さて、新コロ騒ぎで消ゑてしまひさうな重大ニュースを一つお届けしやう。IWJ用にかいたものだが、現在の状況では採用されさうにない。では、どうぞ!
放射能の中を走り抜ける常磐線
目次
■「アンダーコントロール」を象徴する常磐線全線再開通
■駅周辺だけの避難解除
■被爆する車両整備員
■放射能汚染地域と首都圏を結んで走る車両
■元町長や専門家も憤るデタラメ政策
■「アンダーコントロール」を象徴する常磐線全線再開通
「緊急事態宣言」を盛り込んだ特措法が国会で成立した翌日、2020年3月14日、北関東の太平洋沿いを南北に延びるJR常磐線が9年ぶりに全線復旧した。不通だった区間は、富岡(福島県富岡町)~浪江(浪江町)の約20・8キロ。東京電力福島第1原発事故の正に現地である双葉町・大熊町・富岡町を貫いている。

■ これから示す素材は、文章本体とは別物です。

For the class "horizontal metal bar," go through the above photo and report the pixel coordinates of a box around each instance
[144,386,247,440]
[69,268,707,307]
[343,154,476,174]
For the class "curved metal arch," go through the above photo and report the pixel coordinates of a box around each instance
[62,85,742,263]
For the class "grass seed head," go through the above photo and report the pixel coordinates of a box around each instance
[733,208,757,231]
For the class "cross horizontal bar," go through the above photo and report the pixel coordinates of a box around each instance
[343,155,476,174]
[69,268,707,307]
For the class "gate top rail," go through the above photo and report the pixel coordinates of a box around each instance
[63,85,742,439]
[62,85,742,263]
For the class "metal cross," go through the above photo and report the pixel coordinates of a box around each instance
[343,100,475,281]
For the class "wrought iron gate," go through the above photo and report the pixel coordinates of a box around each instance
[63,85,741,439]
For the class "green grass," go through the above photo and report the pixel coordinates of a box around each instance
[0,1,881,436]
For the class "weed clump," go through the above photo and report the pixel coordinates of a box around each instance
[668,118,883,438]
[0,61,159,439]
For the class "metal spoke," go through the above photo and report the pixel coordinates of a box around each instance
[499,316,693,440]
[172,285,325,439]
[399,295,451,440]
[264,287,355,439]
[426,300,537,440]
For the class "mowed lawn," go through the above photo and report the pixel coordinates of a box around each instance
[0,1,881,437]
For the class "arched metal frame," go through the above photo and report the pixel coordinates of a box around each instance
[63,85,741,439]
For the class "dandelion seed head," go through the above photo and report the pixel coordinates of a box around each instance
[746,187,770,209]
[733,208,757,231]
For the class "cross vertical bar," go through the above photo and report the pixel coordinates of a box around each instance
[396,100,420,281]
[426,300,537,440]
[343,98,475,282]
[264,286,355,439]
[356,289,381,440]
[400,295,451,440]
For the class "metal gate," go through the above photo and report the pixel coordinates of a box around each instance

国は3月4~10日に当地の3駅周辺の避難指示を順次解除して、駅周辺の通行を可能にし、同線を開通させた。首都圏から仙台市まで特急「ひたち」が毎日三往復し、当地の双葉駅・大野駅にも停車し、原発事故被災地復興のシンボルになる。安倍総理の迷言「アンダーコントロール」は、ここに実現されたというわけである。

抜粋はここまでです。